Sejak hubungan kami terkuak dan berita pernikahan kami terungkap, Mas Dharma beberapa kali bercerita kalau dia sering mendapat godaan dari rekan sejawatnya (tentu saja yang berusia sepuh atau seumuran dengannya) tentang jarak usia kami yang merentang jauh. Delapan belas tahun memang bukan jarak yang umum bagi pasangan. Ya, kayak aku bisa nawar saja bakal menikah dengan siapa.

"Ya, masih." Mas Dharma terdengar santai. "Mau digimanain memang begitu 'kan? Kalau kita jalan bareng sekali lihat orang juga bakal tahu kalau kamu jauh lebih muda dariku."

"Tapi, serius deh, Mas. Kamu kayaknya lagi dalam masa ganteng-gantengnya." Aku jadi ingat perkataan mama kalau pria berusia empat puluhan itu biasanya sedang dalam masa puncak kegantengan. Dulu kupikir itu bohong, namun melihat Mas Dharma sekarang kayaknya omongan mama ada benarnya juga.

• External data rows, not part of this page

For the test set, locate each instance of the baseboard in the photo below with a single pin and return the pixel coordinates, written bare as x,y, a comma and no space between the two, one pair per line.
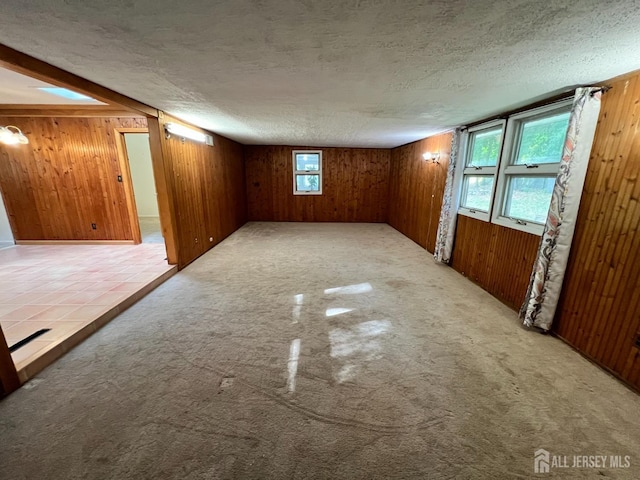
75,242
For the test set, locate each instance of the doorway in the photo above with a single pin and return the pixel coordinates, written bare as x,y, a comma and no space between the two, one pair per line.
145,196
6,235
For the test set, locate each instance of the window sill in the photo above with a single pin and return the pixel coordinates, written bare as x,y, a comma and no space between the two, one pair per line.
529,227
308,193
484,216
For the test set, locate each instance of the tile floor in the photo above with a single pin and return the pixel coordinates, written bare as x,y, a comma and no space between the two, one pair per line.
68,288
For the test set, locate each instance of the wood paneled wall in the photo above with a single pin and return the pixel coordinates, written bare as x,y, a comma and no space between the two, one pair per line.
9,380
65,179
599,312
497,258
207,195
416,188
355,185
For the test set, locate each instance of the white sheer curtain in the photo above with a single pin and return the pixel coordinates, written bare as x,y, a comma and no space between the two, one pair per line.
545,285
449,212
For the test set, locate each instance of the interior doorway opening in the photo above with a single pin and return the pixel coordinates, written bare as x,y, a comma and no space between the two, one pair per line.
138,153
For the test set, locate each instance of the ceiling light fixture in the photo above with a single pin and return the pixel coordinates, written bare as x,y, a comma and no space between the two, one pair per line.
66,93
11,135
185,132
433,157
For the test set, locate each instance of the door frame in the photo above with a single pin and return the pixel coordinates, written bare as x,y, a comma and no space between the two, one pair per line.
127,182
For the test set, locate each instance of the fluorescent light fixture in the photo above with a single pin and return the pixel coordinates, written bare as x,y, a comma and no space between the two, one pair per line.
186,132
11,135
66,93
434,157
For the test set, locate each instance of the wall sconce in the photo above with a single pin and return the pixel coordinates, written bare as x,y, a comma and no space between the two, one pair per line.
434,157
11,135
185,132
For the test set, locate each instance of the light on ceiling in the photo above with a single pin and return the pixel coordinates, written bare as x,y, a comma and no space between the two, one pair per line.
186,132
11,135
433,157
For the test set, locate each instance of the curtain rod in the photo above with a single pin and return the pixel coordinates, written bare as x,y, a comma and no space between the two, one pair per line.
556,98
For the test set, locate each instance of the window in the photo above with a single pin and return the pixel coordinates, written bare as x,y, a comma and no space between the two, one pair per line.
510,167
307,172
480,169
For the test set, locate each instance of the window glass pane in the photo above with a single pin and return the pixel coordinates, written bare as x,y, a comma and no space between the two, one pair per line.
307,183
542,139
476,192
307,161
528,198
484,147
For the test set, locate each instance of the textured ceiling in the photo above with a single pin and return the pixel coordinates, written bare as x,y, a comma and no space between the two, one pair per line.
377,73
23,90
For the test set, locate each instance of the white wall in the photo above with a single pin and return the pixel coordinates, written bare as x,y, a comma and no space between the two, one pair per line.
144,187
6,237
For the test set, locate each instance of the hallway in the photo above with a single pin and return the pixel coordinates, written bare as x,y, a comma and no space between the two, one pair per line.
298,350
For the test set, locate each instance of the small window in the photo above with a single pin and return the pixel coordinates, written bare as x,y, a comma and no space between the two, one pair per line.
484,144
533,150
307,172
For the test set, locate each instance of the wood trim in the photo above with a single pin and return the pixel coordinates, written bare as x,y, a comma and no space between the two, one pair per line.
125,171
75,242
164,188
9,380
27,65
84,111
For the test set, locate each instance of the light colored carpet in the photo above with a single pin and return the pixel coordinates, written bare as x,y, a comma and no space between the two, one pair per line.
254,362
150,230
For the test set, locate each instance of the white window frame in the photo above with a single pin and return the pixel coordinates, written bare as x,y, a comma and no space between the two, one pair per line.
508,169
485,171
307,172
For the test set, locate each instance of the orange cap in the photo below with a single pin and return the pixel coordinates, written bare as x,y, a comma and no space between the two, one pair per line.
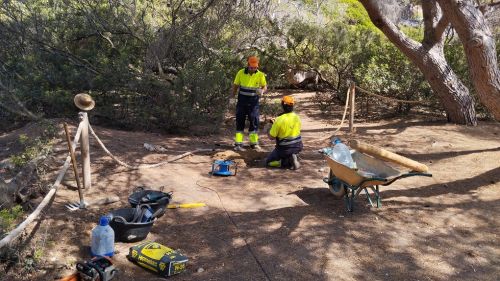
288,100
253,61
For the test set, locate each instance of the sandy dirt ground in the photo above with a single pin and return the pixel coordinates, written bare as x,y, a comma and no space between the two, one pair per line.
272,224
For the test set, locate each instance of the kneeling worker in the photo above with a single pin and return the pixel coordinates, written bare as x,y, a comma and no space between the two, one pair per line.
286,131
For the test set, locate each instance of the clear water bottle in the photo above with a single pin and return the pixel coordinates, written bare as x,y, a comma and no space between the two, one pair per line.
340,153
103,239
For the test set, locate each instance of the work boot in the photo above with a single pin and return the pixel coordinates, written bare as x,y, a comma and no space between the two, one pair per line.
295,162
256,147
238,147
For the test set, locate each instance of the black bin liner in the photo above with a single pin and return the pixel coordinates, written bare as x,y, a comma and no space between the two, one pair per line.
154,198
126,230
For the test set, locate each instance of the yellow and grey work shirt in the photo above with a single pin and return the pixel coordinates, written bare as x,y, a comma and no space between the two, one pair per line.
249,83
286,129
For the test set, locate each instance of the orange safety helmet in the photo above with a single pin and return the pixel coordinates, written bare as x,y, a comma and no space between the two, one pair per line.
288,100
253,61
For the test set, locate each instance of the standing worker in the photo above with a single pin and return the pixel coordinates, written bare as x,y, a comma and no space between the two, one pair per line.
286,131
249,83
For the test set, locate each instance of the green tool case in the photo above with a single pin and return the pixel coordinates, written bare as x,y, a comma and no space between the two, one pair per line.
157,258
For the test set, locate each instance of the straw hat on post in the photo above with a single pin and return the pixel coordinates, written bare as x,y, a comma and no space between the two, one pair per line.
84,102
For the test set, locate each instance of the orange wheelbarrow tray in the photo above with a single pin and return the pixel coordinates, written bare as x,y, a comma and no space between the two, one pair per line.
370,173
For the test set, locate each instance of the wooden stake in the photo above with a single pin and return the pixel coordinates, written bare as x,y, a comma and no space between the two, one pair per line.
351,115
85,150
75,168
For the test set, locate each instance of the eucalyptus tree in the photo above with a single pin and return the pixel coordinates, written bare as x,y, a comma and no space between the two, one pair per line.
466,18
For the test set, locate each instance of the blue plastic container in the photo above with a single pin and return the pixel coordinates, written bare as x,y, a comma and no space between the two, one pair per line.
103,239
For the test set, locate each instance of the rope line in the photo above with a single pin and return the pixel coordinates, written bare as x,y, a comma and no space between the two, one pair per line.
48,197
144,166
389,99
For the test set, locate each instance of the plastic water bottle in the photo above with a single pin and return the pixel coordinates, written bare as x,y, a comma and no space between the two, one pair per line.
340,153
103,239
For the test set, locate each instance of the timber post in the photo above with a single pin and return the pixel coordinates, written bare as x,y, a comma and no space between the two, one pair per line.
352,107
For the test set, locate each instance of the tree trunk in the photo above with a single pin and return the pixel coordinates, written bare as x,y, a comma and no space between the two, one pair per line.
479,46
429,58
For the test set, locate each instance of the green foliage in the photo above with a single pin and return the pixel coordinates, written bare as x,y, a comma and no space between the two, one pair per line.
389,72
36,147
8,217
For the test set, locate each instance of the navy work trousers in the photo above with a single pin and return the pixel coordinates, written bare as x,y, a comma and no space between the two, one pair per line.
247,107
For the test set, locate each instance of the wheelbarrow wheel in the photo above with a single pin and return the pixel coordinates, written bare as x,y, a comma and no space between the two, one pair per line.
336,186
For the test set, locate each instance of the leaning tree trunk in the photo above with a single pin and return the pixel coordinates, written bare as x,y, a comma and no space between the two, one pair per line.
428,56
479,46
451,92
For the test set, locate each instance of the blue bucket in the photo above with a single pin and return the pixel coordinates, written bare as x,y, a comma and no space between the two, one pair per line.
223,168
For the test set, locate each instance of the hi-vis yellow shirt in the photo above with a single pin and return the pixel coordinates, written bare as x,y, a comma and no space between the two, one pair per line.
286,126
250,83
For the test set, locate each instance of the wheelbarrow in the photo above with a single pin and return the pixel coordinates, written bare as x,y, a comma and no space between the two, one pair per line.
370,173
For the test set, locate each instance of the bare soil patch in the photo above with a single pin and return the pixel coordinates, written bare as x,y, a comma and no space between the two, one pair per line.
269,224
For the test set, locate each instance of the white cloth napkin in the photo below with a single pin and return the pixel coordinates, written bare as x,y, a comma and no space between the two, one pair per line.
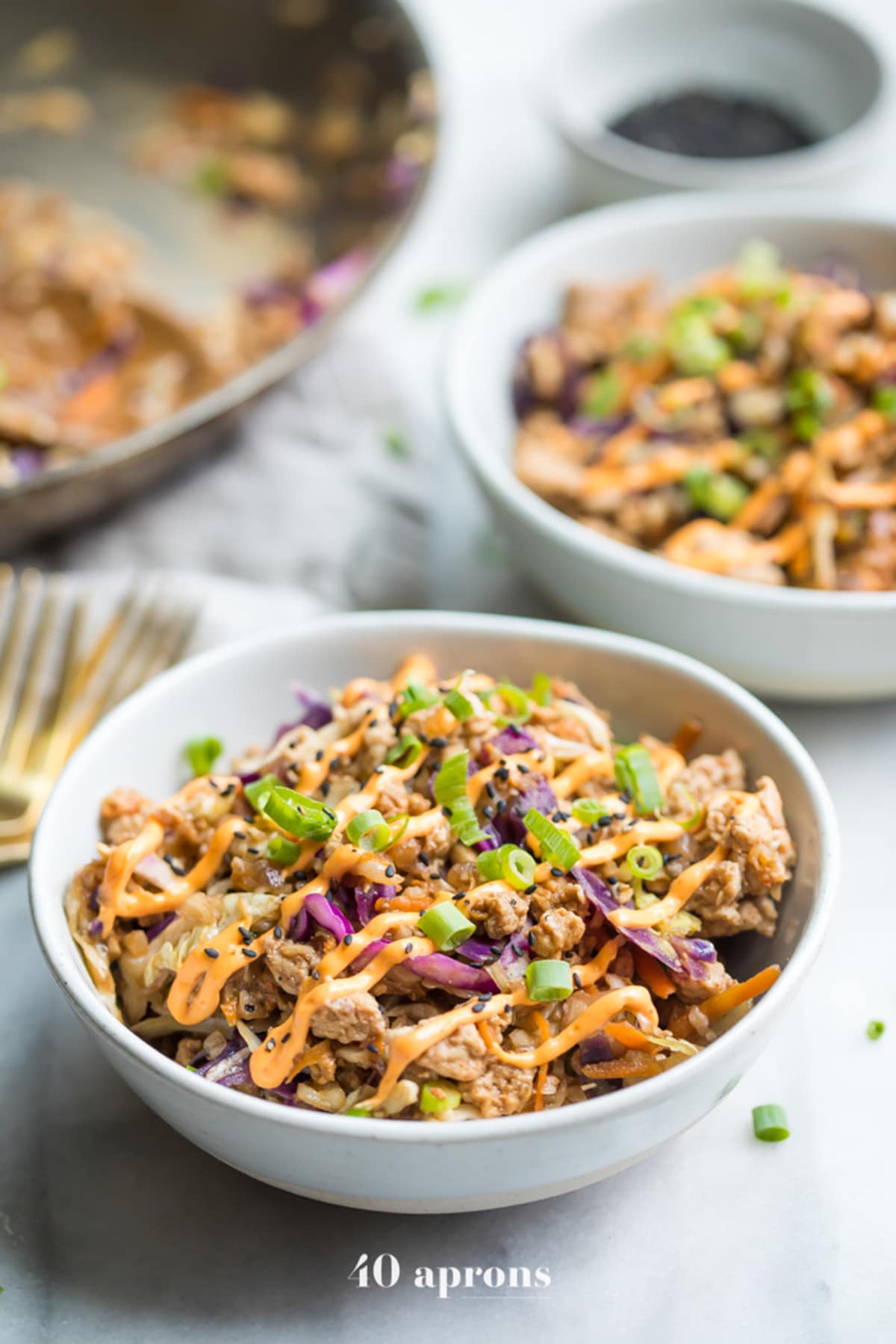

Meskipun masa muda Mas Dharma juga nggak kalah ganteng. Hanya saja, diusianya yang menjelang empat puluh satu itu, garis wajah Mas Dharma semakin hangat dan kebapakan, tatapan matanya juga menyiratkan pengayoman, serta stamina dan fisiknya yang semakin prima. Mana perut semakin rata dan kencang. Meskipun nggak sampai kotak-kotak, tapi dada bidang dan bahu lebarnya yang tegap sudah lebih dari cukup untukku. Lagipula, vitalitasnya nggak main-main. Mengingat hal itu, mau nggak mau aku sekarang jadi ikut ngegym dan kursus yoga. Ya, masa aku yang masih muda letoy, sedangkan suamiku yang sudah berumur masih sangat bugar.

"Cari hotel gih, Ren!"

"Maunya." Kurangkul lengannya dan kusandarkan kepalaku di bahunya. "Boleh." Aku nyengir. "Mumpung Caca sedang dimomong sama Mama dan Dito."

Mas Dharma menyerahkan ponselnya padaku. "Booking!"

Aku terbahak-bahak. "Niat!"

#

"Bukannya kita telat?" Aku menatap seisi gedung yang terlihat masih sangat ramai. "Temanmu ngundang satu Jakarta atau gimana?" Aku agak ngeri karena jam kondangan hanya tersisa sepuluh menit lagi.

"Dokter senior." Mas Dharma melepaskan rangkulannya di pinggangku dan beralih untuk menautkan lengan kananku ke lengan kirinya. "Kenalannya banyak." Mas Dharma menawariku. "Salaman terus ke hotel?" Aku tersenyum malu-malu sambil mengangguk. Dia tertawa.

Ya, gimana? Masih terhitung pengantin baru. Nikah belum ada satu tahun. Sedang hangat-hangatnya dan bawaannya ingin nempel terus. Apalagi aku, parah banget! Colek sedikit saja langsung kepancing. Hormon di usia muda yang sedang menggebu-gebu.

"Prof. Dharma!"

Aku seharusnya nggak berharap banyak. Yang kami hadiri adalah pesta kolega kerjanya Mas Dharma, artinya tamu-tamunya pun adalah orang-orang yang otomatis terkoneksi dengan suamiku. Nggak mungkin kami cuek saja dan langsung cabut setelah menyapa tuan rumah.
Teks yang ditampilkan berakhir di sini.